Rebecca Luberoff

Bear Hug

He was sitting in the cozy living room the last time I saw him, his brown eyes sparkling like they always did when he smiled.  His collection of Native American Kachina dolls seemed to watch me reprovingly, for at ten years old, I could not stop staring at his leg—or lack of it—clad in an altered pair of purple sweatpants, barely reaching the edge of the seat of his black wheelchair.

The glow from the eight candles sitting in the menorah seemed to grow as I, his youngest grandchild, took the seat beside him and grasped his large, calloused hand on this last night of Chanukah.  He was weaker now that the cancer had taken his leg, but his hand still held the same comforting strength.

I hugged him before we left, tenderly at first, and then fiercely, like what Dad always calls a bear hug.  I almost didn’t let go before leaving with my twin sister Naomi and Mom to fly back to Massachusetts while Dad stayed with Grandma and Grandpa, just in case.

One year, 5 months later

“We now remember Benjamin Luberoff,” the rabbi stated, “grandfather to Rebecca and Naomi, who we celebrate today as B’not Mitzvah.  Please rise as we say the Kaddish.”  I stood on the bimah next to Naomi, reaching for her hand.  I was caught by surprise when the familiar clenching in my stomach, first caused by pre-bat mitzvah nervousness, took over me, this time accompanied by the urge to cry.

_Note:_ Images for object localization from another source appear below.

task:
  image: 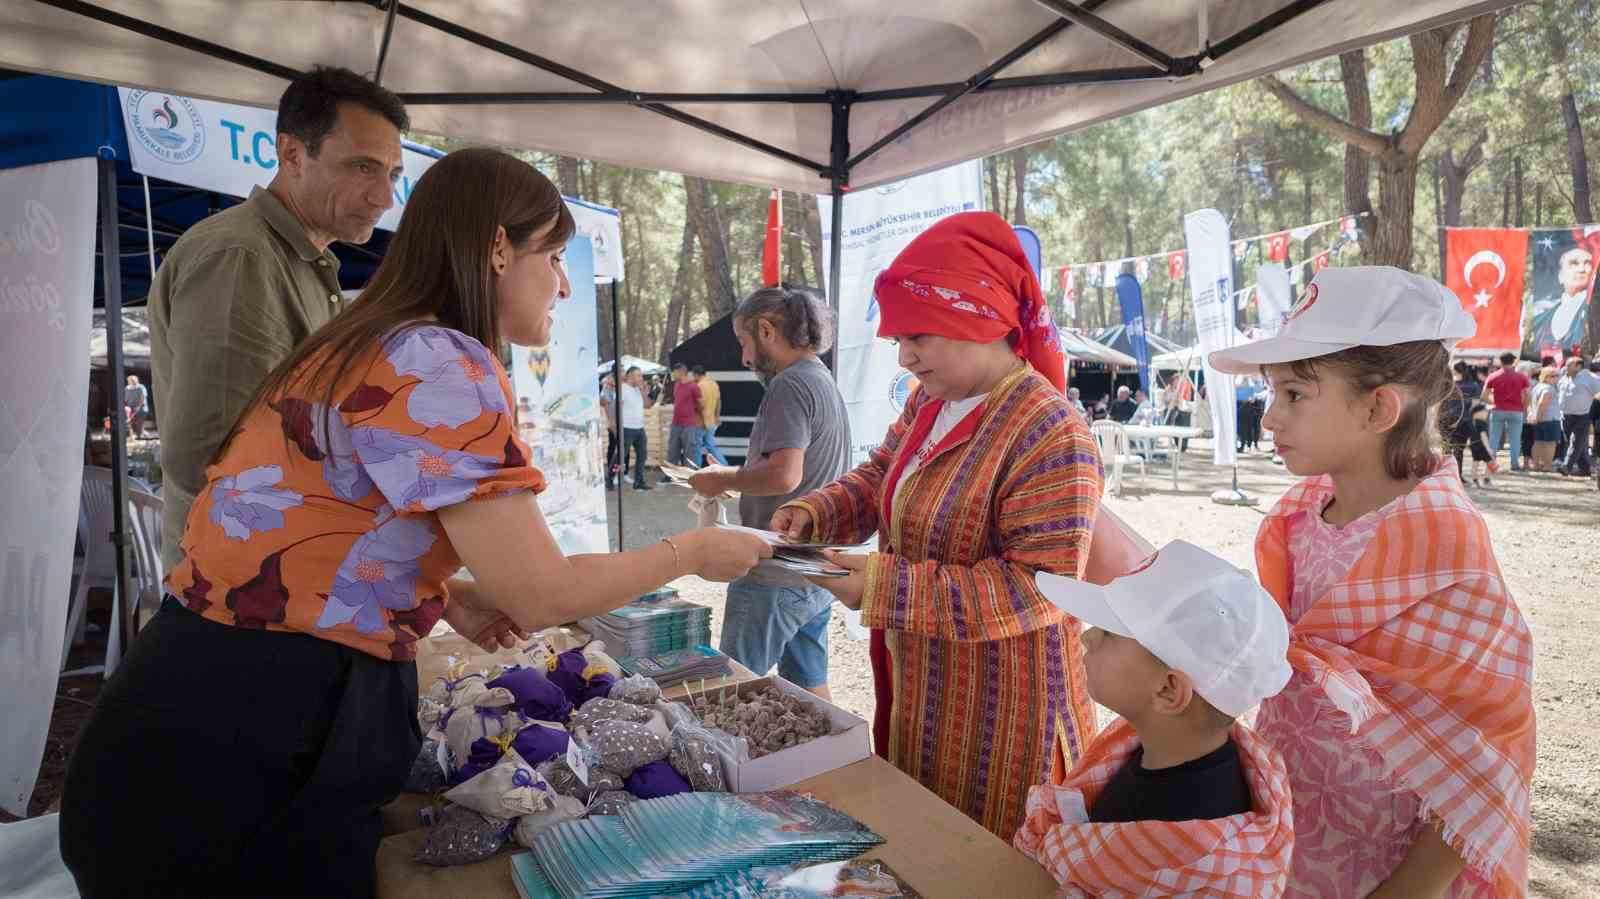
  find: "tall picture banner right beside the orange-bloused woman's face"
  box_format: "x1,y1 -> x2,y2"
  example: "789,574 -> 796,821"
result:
510,235 -> 611,555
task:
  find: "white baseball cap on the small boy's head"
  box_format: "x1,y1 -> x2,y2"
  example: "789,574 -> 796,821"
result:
1035,541 -> 1290,717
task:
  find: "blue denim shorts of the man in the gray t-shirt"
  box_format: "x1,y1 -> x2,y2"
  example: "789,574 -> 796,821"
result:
720,577 -> 834,688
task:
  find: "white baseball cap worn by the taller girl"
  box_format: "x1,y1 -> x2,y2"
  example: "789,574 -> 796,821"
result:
1208,266 -> 1478,374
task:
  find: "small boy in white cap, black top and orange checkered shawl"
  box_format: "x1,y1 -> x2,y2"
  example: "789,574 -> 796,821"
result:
1014,541 -> 1294,896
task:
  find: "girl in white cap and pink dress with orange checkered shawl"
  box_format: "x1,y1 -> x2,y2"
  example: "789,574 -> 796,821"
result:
1211,267 -> 1534,897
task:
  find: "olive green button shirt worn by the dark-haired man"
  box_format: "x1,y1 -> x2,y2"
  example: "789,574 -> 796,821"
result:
150,187 -> 342,569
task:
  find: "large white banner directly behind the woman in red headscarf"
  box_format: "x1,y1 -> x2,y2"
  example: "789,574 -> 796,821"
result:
818,160 -> 984,465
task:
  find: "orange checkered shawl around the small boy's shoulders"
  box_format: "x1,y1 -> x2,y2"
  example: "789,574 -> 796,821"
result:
1013,718 -> 1294,899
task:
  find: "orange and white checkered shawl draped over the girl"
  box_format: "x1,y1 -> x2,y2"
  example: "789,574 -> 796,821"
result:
1256,462 -> 1534,896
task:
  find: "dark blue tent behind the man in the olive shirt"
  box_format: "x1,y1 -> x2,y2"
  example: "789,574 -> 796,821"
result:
0,75 -> 443,307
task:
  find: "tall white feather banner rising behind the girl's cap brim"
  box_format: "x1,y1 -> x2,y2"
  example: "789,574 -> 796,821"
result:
1184,210 -> 1238,465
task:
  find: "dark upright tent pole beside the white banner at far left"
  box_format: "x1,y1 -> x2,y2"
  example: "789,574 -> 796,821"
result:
90,158 -> 138,649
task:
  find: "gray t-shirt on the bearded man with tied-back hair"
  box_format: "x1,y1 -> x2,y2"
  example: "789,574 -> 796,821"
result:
739,358 -> 850,528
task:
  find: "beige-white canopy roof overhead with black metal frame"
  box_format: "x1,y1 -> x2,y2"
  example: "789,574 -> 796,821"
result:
0,0 -> 1510,194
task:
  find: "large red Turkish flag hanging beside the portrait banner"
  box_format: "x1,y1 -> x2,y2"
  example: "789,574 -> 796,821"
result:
1445,227 -> 1528,352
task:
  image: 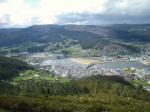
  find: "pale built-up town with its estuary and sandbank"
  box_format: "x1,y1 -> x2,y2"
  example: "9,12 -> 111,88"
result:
13,52 -> 150,90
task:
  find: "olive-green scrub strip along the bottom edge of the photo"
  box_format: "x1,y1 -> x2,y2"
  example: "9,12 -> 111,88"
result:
0,93 -> 150,112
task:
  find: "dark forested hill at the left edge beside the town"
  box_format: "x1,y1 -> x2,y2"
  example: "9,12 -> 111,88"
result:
0,56 -> 32,80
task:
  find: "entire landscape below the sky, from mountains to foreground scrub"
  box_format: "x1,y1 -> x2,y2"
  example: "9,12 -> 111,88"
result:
0,24 -> 150,112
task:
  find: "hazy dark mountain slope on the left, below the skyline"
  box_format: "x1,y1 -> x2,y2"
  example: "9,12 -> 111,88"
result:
0,25 -> 101,46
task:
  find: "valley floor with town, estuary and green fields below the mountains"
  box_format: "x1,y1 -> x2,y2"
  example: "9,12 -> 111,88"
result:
0,40 -> 150,90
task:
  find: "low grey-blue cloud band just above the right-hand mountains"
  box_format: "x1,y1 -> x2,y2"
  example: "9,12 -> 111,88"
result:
56,13 -> 150,25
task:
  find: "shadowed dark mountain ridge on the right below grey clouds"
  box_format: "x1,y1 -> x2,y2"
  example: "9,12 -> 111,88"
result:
64,24 -> 150,41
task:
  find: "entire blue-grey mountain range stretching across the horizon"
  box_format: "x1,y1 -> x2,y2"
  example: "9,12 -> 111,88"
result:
0,24 -> 150,46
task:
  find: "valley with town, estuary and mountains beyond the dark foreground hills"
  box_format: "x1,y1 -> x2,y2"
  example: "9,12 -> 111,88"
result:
0,24 -> 150,90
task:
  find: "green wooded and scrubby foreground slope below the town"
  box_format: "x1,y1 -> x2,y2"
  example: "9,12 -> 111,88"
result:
0,57 -> 150,112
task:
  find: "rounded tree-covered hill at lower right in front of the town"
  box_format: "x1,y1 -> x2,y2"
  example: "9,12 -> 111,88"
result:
77,75 -> 150,101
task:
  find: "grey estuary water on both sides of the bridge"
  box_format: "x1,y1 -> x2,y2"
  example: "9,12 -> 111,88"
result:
41,58 -> 150,69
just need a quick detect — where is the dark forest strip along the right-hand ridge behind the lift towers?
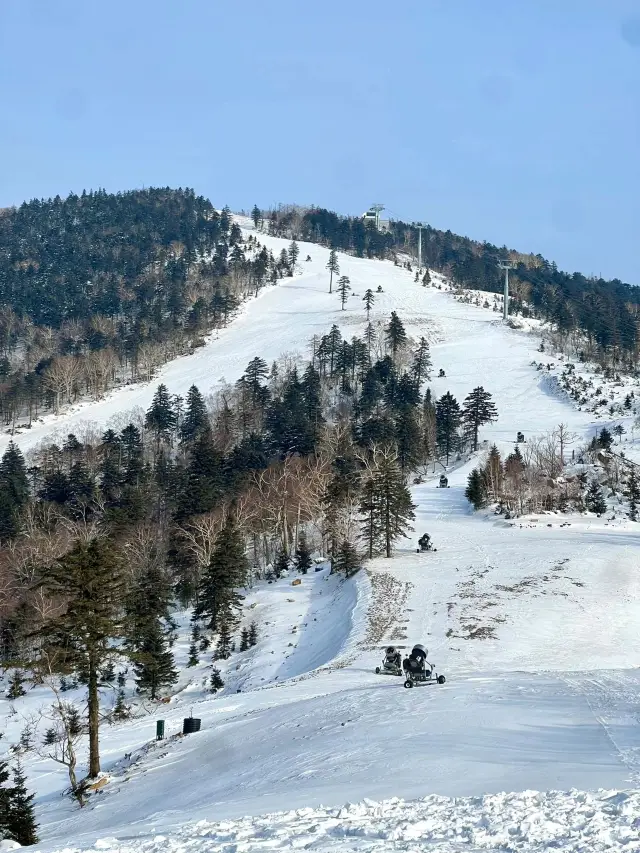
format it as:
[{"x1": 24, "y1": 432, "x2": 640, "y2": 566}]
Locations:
[{"x1": 262, "y1": 207, "x2": 640, "y2": 370}]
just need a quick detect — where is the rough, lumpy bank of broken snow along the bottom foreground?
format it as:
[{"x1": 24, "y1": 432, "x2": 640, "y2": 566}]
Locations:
[{"x1": 47, "y1": 791, "x2": 640, "y2": 853}]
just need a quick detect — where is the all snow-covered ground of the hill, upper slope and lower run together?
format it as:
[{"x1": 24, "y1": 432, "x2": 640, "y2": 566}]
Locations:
[{"x1": 0, "y1": 223, "x2": 640, "y2": 853}]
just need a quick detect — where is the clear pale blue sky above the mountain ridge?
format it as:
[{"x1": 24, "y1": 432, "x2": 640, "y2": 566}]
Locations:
[{"x1": 0, "y1": 0, "x2": 640, "y2": 284}]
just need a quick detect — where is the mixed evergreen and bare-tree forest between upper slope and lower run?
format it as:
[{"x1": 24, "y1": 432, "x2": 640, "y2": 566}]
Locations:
[{"x1": 0, "y1": 308, "x2": 497, "y2": 800}]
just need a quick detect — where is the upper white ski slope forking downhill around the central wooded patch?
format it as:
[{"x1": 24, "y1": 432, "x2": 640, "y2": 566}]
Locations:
[{"x1": 0, "y1": 219, "x2": 593, "y2": 460}]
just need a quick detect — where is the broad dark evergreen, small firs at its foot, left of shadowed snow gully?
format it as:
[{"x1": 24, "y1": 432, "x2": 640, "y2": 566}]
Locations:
[{"x1": 194, "y1": 514, "x2": 249, "y2": 631}]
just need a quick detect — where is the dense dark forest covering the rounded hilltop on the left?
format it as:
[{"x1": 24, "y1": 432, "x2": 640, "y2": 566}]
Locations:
[{"x1": 0, "y1": 189, "x2": 292, "y2": 428}]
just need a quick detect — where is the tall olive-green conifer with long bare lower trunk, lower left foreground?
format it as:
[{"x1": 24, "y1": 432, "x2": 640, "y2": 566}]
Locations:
[{"x1": 41, "y1": 539, "x2": 125, "y2": 778}]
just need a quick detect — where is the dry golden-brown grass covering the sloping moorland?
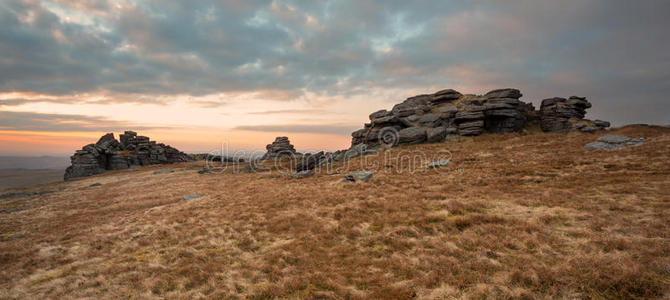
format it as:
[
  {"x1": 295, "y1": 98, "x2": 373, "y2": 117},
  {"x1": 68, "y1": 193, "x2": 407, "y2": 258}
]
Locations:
[{"x1": 0, "y1": 127, "x2": 670, "y2": 299}]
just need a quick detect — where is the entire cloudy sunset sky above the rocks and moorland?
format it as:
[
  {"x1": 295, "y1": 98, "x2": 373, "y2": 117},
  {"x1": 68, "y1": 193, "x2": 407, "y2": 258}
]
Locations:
[{"x1": 0, "y1": 0, "x2": 670, "y2": 155}]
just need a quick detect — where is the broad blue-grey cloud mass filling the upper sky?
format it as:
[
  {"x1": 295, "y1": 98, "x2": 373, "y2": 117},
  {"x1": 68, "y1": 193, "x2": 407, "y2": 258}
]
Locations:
[{"x1": 0, "y1": 0, "x2": 670, "y2": 123}]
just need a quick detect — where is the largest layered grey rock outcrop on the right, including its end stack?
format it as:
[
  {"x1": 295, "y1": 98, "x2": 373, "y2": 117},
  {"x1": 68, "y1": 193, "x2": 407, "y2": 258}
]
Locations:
[{"x1": 351, "y1": 88, "x2": 609, "y2": 147}]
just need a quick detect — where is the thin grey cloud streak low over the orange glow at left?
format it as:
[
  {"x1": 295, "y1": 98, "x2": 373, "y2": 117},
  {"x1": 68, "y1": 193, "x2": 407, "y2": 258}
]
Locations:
[{"x1": 0, "y1": 111, "x2": 160, "y2": 132}]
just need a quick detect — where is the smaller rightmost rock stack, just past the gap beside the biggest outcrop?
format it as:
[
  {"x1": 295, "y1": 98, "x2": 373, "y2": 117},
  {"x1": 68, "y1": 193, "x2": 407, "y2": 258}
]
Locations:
[{"x1": 538, "y1": 96, "x2": 610, "y2": 133}]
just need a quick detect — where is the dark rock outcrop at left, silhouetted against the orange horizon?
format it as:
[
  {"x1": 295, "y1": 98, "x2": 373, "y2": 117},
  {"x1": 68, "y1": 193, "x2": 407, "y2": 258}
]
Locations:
[{"x1": 64, "y1": 131, "x2": 192, "y2": 180}]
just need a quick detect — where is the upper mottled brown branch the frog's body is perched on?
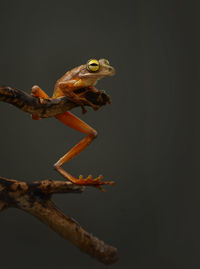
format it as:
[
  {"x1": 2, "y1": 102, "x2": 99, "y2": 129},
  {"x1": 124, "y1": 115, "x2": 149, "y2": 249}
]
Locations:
[{"x1": 0, "y1": 86, "x2": 110, "y2": 115}]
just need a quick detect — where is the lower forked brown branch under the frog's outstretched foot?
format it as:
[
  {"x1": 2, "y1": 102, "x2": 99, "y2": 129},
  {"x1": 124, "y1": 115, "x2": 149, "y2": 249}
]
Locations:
[{"x1": 0, "y1": 177, "x2": 118, "y2": 264}]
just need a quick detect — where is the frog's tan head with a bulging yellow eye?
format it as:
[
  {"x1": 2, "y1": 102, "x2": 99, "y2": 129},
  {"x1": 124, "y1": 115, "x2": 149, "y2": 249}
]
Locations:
[{"x1": 79, "y1": 59, "x2": 115, "y2": 86}]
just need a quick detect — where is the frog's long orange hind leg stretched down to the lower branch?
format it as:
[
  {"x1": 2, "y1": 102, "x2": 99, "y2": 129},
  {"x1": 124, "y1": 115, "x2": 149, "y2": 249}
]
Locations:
[{"x1": 54, "y1": 112, "x2": 114, "y2": 190}]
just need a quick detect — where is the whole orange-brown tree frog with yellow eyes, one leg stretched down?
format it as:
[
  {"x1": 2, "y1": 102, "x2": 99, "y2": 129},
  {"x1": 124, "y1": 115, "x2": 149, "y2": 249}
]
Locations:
[{"x1": 31, "y1": 59, "x2": 115, "y2": 190}]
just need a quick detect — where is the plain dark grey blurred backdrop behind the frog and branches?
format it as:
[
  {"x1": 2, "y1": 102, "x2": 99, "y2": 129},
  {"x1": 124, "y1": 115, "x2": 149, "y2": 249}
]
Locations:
[{"x1": 0, "y1": 0, "x2": 200, "y2": 269}]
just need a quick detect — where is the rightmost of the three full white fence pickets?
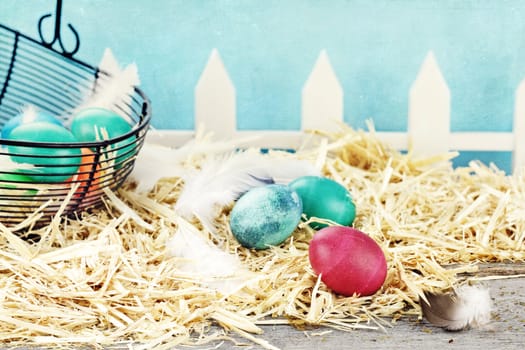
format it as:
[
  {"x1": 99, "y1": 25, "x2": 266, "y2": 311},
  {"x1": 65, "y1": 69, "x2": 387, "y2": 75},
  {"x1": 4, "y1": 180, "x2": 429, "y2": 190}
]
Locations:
[{"x1": 408, "y1": 51, "x2": 450, "y2": 155}]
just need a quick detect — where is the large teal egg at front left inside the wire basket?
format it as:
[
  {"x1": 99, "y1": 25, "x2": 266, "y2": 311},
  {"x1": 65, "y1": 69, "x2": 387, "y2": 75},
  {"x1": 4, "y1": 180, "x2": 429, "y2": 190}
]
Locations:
[{"x1": 7, "y1": 122, "x2": 81, "y2": 182}]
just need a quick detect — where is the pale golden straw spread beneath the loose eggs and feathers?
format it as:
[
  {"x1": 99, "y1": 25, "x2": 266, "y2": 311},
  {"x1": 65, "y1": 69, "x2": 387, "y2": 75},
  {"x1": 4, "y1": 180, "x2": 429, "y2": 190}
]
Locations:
[{"x1": 0, "y1": 127, "x2": 525, "y2": 348}]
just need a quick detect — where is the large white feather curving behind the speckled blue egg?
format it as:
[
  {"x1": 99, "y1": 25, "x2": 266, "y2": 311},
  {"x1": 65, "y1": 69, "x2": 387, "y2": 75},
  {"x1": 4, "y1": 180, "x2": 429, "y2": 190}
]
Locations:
[{"x1": 175, "y1": 151, "x2": 319, "y2": 232}]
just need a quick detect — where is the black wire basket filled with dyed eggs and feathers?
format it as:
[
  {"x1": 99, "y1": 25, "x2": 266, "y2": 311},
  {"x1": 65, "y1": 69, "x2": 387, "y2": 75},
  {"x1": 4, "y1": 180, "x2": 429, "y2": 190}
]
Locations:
[{"x1": 0, "y1": 24, "x2": 151, "y2": 227}]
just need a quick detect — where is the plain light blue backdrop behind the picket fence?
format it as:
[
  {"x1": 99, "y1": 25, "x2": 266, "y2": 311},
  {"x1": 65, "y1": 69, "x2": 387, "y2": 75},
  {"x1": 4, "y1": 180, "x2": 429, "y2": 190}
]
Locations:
[{"x1": 0, "y1": 0, "x2": 525, "y2": 169}]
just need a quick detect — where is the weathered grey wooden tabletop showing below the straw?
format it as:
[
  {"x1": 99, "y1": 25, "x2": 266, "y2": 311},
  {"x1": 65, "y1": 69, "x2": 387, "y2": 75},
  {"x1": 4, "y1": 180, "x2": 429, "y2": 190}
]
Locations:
[{"x1": 222, "y1": 265, "x2": 525, "y2": 350}]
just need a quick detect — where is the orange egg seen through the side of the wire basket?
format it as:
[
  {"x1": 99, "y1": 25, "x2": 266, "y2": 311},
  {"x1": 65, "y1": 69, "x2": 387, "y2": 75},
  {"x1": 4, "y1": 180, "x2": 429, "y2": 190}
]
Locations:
[{"x1": 67, "y1": 148, "x2": 102, "y2": 197}]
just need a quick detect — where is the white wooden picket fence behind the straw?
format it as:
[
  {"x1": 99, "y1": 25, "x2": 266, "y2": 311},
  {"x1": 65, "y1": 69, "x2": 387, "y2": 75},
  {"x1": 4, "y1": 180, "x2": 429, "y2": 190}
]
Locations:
[{"x1": 145, "y1": 49, "x2": 525, "y2": 170}]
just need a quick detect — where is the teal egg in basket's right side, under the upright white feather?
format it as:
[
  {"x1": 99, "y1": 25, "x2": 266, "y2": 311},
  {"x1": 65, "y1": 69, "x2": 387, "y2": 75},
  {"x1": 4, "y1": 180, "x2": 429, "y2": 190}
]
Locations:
[{"x1": 71, "y1": 108, "x2": 135, "y2": 163}]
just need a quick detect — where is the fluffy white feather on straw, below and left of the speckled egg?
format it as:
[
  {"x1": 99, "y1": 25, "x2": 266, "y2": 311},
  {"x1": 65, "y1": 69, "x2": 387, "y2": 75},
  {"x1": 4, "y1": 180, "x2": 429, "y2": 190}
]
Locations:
[{"x1": 166, "y1": 217, "x2": 252, "y2": 295}]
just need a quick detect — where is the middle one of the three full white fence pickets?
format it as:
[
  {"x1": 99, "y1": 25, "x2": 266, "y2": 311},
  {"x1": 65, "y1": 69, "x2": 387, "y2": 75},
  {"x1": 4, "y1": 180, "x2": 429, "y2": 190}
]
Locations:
[{"x1": 301, "y1": 50, "x2": 343, "y2": 131}]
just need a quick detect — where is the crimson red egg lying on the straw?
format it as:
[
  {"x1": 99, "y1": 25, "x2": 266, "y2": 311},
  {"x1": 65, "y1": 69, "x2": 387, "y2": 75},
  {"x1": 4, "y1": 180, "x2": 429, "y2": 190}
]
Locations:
[{"x1": 308, "y1": 226, "x2": 387, "y2": 296}]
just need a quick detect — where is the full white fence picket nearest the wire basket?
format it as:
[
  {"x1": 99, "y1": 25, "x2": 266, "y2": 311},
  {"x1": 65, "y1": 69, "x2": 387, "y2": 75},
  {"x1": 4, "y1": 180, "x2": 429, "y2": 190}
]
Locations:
[{"x1": 195, "y1": 49, "x2": 237, "y2": 139}]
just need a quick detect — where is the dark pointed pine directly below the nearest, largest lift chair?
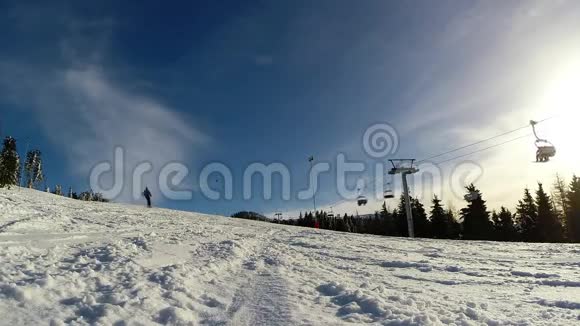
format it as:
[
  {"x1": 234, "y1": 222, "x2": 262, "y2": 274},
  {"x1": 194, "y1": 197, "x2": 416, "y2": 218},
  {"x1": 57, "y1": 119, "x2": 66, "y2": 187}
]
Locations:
[{"x1": 536, "y1": 183, "x2": 563, "y2": 242}]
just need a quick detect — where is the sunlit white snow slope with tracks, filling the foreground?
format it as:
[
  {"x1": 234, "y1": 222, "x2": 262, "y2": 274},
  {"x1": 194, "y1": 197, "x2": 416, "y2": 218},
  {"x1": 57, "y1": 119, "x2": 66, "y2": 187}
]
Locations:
[{"x1": 0, "y1": 189, "x2": 580, "y2": 325}]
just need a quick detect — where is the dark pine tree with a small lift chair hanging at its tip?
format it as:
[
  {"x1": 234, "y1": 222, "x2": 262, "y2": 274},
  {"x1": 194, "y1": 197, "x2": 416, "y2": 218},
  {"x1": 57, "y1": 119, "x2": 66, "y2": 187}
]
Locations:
[{"x1": 461, "y1": 184, "x2": 492, "y2": 240}]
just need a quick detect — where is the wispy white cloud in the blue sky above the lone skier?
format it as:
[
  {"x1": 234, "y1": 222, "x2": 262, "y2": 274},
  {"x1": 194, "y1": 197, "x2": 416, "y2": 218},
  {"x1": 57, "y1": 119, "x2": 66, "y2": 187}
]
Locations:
[{"x1": 59, "y1": 68, "x2": 209, "y2": 200}]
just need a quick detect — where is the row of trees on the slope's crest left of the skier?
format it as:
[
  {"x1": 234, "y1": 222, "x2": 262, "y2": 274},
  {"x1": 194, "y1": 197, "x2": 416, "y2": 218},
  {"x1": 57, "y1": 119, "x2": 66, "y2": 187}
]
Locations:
[{"x1": 0, "y1": 136, "x2": 108, "y2": 202}]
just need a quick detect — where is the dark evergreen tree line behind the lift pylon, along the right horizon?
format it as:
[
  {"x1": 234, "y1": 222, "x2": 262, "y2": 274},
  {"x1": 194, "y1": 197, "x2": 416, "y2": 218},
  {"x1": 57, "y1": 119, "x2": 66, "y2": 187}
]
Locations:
[{"x1": 232, "y1": 176, "x2": 580, "y2": 242}]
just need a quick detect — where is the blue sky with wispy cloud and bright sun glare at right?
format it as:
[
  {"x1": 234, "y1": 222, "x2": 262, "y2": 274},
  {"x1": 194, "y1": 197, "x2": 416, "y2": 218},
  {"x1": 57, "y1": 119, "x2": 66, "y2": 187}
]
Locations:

I will not cry.  I will not cry.  I will not cry,” I silently instructed myself.  Even so, my voice broke as we chanted the Mourner’s Kaddish.

As the final “Amen” resounded throughout the small synagogue, something inside of me rose, and I stopped crying, just like that.  The emotion was unlike any other, almost as if an outside force controlled it.

The walls surrounding me seemed to grow taller, lifting the ceiling with them.  They changed from purple to white; the lights grew dimmer; and an assortment of Kachina dolls replaced the colorful arrangement of flowers.  I was back in his living room, and in that moment of realization, I had the sensation of Grandpa holding me tightly.  For the first time since his death, I was finally content.